No easy fix for doom and gloom

RSA A computer security expert has called on the United States government to train the nation's youth in offensive and defensive cyber technologies so the country is less vulnerable to attacks on its critical infrastructure.

"We need to really encourage young people, high school kids, college students, to embrace cyber security as a field," said Ed Skoudis, founder and senior security consultant for InGuardians. "I'd like to see the United States from a policy perspective engage in...sponsoring hacking challenges to not make it seem like it's an evil thing. Set summer camps to learn more about offensive and defensive technologies and have mentor-ship and sponsorship."

Countries including China and South Korea already sponsor hacking challenges that are designed to identify kids with computer skills, Skoudis said. He said the push in this country should draw lessons from the Soviet Union's launch of the Sputnik missile. The US responded by plowing huge resources in to training for science and engineering.

Skoudis's comments came during a panel on Thursday at the RSA security conference that drew parallels between the cold war and cyber threats the US faces from nation states, terrorist groups, and criminal hacker gangs. Although a full-blown war involving US networks has yet to happen, smaller skirmishes are already under way, the panelists said.

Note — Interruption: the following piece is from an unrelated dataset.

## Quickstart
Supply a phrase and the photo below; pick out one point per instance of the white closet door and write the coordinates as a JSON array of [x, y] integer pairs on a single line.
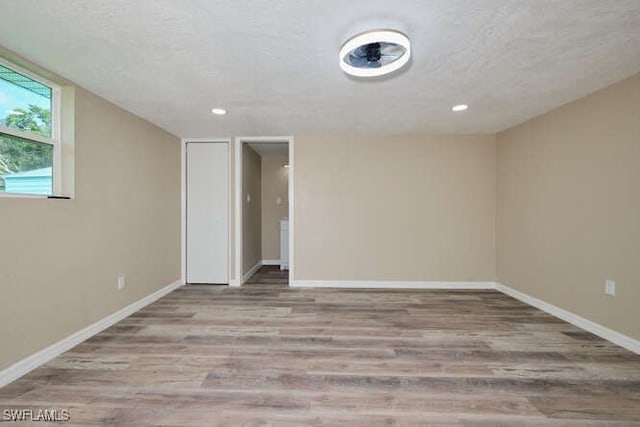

"It's not about the destruction of physical assets," said Ed Giorgio, president and co-founder of Ponte Technologies and a member of a commission that spent 18 months drafting recommendations for the US's 44th president to shore up its critical infrastructure. "It's about espionage and gaining some sort of information advantage, and frankly I don't see the right response."

The comments come amid multiple reports that networks critical to US national security have already been breached. Last year, the CIO for the Department of Defense conceded that an intrusion on the agency's computers resulted in the theft of an "amazing amount of data" that continued to put the country at risk. Other breaches have involved the US power grid, and Pentagon plans for one of its top fighter jets.

During a speech Wednesday at the RSA conference, Melissa Hathaway, acting senior director for cyberspace for the National Security and Homeland Security councils, said the risk was palpable.

"I worry about these questions every night," she said during a talk that was short on specifics and long on platitudes. "They infiltrate my dreams."